Tomberlin, throughout the album, knows how to turn a phrase—on the gentle, tumbling second track, “Runner,” she is perhaps the most personal in her songwriting as she addresses her religious upbringing and the tumultuous relationship with her parents, specifically her father. In a fragile and exhausted voice, Tomberlin sings one of the most memorable lines on the album—and of the entire year: “I know I’m not Jesus, but Jesus, I’m trying to be enough.”


While being most direct in the single “Tap,” where Tomberlin draws the correlation between the use of social media and the balance of self-worth, it is in places where she is much more fragmented and murky in her imagery where I Don’t Know succeeds—she often writes about love, and often that love is, for whatever reason, rather difficult. It’s how she opens the album, in the hushed, simmering “Easy,” where Tomberlin uses hyper-literate writing to create a strikingly vivid portrait of the breakdown of both love, trust, and communication, between herself (presumably) and another person, but there is just enough left unsaid in an effort to make the portrait intentionally ambiguous. She uses the same approach in her depictions later on in the album’s first half, on the woozy “Unsaid”—“I don’t call you up, then I don’t have to feel down,” she explains in the song’s chorus, her voice rising and falling atop the acoustic guitar underneath. “If I don't say I miss you, then you never have to be around. And if I don’t say I love you, then you don’t have to love me.”


Produced by Tomberlin herself and Phil Weinrobe, and recorded with a revolving cast of musicians, there is a richness to how I Don’t Know Who Needs to Hear This sounds, with songs often including additional layers of accompaniment from unlikely places, like the low wind instruments that rumble through “Easy” in its opening moments. It’s a deliberately dense record—and you can hear the intricacies in how it has been layered within some of the album’s quietest, or more folk-oriented moments, but those layers explode on the second half with the torrential, dissonant cacophony of “Stoned” and “Happy Accident.” 

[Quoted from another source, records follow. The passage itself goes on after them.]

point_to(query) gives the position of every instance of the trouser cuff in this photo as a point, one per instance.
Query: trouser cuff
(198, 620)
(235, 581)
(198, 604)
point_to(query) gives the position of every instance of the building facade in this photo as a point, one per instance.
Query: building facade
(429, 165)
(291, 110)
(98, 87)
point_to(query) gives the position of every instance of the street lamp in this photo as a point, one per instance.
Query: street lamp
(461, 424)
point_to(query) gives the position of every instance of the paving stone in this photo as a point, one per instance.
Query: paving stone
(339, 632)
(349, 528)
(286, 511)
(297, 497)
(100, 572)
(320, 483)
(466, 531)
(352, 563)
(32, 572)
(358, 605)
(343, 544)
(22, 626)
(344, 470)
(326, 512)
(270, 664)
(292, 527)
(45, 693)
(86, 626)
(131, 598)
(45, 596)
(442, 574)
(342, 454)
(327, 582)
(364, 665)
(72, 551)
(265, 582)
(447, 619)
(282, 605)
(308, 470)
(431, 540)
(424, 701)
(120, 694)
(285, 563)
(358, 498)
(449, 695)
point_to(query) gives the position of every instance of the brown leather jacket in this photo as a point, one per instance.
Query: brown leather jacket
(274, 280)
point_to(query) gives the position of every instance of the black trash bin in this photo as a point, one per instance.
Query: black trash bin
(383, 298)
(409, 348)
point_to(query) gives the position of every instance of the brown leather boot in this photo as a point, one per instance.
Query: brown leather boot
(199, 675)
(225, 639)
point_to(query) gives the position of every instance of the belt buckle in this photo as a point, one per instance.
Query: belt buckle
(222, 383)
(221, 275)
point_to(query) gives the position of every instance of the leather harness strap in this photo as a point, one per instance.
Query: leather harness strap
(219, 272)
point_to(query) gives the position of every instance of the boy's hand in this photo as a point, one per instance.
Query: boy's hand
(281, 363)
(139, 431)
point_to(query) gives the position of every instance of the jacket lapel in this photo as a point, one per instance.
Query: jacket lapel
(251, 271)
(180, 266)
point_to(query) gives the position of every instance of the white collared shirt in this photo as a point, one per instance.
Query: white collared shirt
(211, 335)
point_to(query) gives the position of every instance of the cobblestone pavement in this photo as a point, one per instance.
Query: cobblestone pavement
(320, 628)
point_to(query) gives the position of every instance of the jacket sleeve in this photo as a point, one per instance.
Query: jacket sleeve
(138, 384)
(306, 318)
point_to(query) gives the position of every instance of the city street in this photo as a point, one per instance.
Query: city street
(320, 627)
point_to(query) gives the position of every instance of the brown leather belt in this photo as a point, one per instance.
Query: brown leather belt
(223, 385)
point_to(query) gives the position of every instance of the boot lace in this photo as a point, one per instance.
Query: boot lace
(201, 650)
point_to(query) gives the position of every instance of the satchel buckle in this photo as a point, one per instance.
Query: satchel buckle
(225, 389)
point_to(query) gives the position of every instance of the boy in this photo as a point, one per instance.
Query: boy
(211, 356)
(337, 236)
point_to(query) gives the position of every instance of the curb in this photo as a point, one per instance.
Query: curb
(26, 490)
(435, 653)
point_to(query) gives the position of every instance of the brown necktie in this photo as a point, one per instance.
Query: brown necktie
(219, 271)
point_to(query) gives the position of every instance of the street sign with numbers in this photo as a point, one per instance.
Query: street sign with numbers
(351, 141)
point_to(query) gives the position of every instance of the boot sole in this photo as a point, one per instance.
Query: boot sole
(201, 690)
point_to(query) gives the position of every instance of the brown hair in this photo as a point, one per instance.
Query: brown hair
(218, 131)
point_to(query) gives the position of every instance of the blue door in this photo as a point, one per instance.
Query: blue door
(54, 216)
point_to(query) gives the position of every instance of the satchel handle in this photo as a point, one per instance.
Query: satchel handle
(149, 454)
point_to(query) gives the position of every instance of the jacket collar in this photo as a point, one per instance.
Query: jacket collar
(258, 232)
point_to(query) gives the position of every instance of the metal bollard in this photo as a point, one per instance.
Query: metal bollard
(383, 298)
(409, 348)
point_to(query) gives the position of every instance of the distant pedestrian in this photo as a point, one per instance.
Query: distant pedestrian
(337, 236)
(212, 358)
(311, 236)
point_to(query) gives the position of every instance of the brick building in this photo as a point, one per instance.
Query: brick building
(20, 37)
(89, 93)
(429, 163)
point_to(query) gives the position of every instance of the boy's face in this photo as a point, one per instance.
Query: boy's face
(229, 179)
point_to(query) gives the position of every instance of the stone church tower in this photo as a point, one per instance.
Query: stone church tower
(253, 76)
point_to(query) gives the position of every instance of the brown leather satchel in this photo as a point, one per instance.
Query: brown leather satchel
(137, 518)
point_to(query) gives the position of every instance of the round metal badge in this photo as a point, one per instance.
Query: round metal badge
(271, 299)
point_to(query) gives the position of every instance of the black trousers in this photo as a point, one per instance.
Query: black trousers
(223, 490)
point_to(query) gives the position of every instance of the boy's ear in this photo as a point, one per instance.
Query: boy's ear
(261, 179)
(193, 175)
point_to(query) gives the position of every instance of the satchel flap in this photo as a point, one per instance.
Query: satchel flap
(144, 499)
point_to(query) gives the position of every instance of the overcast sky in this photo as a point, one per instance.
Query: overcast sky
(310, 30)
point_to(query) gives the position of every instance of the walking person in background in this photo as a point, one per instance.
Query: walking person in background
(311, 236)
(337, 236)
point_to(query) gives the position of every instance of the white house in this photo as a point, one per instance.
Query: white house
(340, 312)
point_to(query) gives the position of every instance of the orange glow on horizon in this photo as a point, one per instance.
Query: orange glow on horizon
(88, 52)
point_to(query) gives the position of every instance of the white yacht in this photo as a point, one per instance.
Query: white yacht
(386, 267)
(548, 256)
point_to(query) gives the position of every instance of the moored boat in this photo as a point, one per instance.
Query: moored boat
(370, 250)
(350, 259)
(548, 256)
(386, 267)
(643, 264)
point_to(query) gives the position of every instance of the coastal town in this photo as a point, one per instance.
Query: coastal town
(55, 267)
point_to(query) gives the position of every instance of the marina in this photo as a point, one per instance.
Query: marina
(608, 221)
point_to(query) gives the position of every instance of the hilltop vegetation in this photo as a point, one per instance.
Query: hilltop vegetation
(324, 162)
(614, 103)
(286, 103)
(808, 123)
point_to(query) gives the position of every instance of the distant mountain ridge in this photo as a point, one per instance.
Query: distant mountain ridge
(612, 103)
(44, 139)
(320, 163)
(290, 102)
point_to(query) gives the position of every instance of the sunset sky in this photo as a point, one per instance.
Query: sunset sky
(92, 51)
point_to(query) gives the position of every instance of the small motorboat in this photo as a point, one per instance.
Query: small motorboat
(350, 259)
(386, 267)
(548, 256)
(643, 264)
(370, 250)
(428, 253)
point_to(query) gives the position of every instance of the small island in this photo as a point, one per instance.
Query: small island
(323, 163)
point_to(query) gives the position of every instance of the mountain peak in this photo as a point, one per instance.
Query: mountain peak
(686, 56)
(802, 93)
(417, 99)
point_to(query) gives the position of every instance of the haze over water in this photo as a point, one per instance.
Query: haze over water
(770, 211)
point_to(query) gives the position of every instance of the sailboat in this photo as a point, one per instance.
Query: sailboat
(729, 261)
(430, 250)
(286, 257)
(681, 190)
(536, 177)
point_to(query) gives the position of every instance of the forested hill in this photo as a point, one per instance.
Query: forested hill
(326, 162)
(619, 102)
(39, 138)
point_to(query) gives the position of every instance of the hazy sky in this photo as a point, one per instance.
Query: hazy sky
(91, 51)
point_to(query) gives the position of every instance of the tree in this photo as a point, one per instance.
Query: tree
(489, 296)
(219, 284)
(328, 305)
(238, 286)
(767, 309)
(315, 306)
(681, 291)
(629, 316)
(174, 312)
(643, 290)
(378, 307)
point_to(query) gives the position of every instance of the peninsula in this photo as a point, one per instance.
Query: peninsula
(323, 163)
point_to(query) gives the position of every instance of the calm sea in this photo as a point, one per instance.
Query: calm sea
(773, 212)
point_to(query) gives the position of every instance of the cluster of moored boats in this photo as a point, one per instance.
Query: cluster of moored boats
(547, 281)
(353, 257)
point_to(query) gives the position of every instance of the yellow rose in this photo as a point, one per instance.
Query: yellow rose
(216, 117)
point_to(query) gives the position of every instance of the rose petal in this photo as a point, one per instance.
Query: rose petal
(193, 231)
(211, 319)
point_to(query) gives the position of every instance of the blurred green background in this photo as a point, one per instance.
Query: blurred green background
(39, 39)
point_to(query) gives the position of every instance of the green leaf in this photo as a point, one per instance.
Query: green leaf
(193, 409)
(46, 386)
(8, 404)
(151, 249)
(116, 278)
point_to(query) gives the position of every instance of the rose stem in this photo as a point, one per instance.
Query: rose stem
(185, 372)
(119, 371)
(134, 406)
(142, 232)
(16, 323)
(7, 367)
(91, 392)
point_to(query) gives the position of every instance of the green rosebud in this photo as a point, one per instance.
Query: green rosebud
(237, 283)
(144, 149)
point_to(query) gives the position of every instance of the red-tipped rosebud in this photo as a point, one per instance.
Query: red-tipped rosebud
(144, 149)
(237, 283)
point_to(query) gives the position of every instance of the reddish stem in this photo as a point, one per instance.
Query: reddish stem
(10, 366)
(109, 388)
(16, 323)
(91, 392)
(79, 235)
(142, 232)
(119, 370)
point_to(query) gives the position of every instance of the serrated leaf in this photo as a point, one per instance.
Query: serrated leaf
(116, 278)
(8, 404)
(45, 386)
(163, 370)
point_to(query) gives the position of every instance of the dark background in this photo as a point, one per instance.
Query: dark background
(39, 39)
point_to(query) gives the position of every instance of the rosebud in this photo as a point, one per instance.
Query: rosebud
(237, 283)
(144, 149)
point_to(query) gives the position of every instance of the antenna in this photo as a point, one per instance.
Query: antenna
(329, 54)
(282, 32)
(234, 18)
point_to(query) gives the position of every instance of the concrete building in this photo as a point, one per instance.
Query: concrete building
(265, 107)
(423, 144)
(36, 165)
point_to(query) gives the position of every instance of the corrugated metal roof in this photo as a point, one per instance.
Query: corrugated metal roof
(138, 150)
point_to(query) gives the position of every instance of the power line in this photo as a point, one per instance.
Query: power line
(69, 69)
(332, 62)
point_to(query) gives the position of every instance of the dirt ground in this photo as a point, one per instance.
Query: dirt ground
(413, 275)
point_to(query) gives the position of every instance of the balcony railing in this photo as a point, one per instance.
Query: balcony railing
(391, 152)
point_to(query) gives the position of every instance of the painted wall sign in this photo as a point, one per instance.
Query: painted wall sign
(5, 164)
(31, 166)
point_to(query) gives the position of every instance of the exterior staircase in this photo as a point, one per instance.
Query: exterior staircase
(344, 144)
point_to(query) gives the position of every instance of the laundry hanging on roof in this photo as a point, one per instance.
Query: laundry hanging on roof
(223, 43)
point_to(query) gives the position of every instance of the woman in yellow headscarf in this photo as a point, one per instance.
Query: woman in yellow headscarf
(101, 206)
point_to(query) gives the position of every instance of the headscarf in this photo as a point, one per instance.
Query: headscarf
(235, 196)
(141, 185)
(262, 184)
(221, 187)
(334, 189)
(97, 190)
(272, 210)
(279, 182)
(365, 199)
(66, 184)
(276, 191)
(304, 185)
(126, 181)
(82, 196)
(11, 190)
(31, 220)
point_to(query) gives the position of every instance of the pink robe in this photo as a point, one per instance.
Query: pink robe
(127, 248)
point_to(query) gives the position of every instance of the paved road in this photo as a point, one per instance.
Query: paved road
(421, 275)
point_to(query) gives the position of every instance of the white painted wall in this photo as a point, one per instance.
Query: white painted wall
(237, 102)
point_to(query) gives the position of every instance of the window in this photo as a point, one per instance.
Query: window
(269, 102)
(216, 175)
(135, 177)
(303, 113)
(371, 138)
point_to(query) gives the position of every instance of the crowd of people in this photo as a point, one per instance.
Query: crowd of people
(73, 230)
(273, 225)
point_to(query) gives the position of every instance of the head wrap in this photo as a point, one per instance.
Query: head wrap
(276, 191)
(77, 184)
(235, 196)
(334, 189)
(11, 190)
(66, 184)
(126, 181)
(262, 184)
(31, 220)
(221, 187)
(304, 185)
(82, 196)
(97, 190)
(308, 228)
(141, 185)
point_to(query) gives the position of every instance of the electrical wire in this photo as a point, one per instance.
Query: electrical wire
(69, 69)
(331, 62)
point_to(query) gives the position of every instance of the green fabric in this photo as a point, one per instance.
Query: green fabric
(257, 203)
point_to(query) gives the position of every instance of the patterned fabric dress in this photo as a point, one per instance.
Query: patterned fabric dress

On the album’s closing, titular track, which almost serves as an afterward, against a bit of a whimsical, or at least less volatile or tense arrangement, sings, “I don’t know who needs to hear this: sometimes it’s good to sing your feelings. And every time I open my mouth hope that something halfway helpful falls out.” A beautiful, often unpredictable statement that offers a reflection, albeit difficult to see at times, on both the self, and how we interact with others, I Don’t Know Who Needs to Hear This is exponentially more than halfway helpful in navigating the uncomfortable feelings of the human condition.